We acknowledge your written commitment to provide the following information as described in your May 27, 2008, letter as outlined below:

1. To submit clinical data to support use of DAPTACEL® to complete the DTaP series following four previous doses of Pentacel®.
Final report submission (P3T10): July 31, 2008

We request that you submit clinical protocols and nonclinical toxicology protocols to your IND, with a cross-reference letter to this BLA, STN BL 125145/0.

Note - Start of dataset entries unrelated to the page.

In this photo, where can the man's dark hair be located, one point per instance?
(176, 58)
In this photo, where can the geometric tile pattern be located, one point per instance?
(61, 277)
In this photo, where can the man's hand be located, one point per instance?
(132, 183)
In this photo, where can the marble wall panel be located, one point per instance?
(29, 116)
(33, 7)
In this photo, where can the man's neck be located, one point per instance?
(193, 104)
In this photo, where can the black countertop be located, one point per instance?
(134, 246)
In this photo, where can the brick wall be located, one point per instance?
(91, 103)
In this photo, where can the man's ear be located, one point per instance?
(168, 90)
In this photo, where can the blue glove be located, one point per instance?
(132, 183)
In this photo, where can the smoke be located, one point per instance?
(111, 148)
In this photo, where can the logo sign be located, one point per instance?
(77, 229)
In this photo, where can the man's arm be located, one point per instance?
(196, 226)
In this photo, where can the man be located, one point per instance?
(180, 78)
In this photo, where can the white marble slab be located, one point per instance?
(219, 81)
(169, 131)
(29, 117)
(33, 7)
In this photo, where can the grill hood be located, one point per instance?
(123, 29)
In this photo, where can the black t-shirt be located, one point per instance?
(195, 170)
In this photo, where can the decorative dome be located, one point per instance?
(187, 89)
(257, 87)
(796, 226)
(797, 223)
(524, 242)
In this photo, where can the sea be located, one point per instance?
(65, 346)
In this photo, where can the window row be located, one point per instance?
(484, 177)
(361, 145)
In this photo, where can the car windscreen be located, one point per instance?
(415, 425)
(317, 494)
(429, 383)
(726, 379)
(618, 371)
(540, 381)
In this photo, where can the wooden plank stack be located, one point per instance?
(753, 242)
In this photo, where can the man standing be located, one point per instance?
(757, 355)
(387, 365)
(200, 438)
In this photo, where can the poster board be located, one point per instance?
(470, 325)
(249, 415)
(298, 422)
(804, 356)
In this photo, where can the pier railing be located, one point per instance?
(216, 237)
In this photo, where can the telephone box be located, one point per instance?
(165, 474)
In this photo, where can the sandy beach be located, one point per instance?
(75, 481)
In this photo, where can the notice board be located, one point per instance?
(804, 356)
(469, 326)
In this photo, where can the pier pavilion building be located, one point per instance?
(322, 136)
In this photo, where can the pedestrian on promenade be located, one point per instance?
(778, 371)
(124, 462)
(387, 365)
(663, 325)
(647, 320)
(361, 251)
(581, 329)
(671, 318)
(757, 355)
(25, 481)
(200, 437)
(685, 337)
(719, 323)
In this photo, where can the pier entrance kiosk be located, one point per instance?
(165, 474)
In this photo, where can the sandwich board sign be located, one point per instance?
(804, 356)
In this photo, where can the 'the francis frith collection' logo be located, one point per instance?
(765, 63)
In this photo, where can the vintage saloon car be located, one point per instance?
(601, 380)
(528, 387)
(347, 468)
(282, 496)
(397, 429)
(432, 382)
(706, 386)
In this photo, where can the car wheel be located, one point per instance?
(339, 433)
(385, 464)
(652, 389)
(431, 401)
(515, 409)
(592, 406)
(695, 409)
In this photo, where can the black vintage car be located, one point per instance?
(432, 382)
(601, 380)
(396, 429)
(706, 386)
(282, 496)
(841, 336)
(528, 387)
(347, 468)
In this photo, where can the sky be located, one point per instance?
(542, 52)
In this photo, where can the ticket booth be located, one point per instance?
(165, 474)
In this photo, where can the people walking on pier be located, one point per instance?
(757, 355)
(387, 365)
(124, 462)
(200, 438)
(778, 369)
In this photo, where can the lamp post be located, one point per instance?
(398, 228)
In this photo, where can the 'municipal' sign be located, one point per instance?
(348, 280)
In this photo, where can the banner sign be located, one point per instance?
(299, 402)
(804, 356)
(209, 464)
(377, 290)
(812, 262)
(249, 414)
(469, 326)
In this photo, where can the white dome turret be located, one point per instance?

Please use the following designators to label prominently all submissions, including supplements, relating to this postmarketing study commitment as appropriate:

  • Postmarketing Study Commitment Protocol
  • Postmarketing Study Correspondence/Status Update
  • Postmarketing Study Commitment – Final Study Report
  • Supplement Contains Postmarketing Study Commitments – Final Study Report

For each postmarketing study subject to the reporting requirements of 21 CFR 601.70, you must describe the status in an annual report on postmarketing studies for this product. Label your annual report “Annual Status Report of Postmarketing Study Commitments.” The status report for each study should include:

  • information to identify and describe the postmarketing commitment,
  • the original schedule for the commitment,
  • the status of the commitment (i.e., pending, ongoing, delayed, terminated, or submitted),
  • an explanation of the status including, for clinical studies, the patient accrual rate (i.e., number enrolled to date and the total planned enrollment), and
  • a revised schedule if the study schedule has changed and an explanation of the basis for the revision.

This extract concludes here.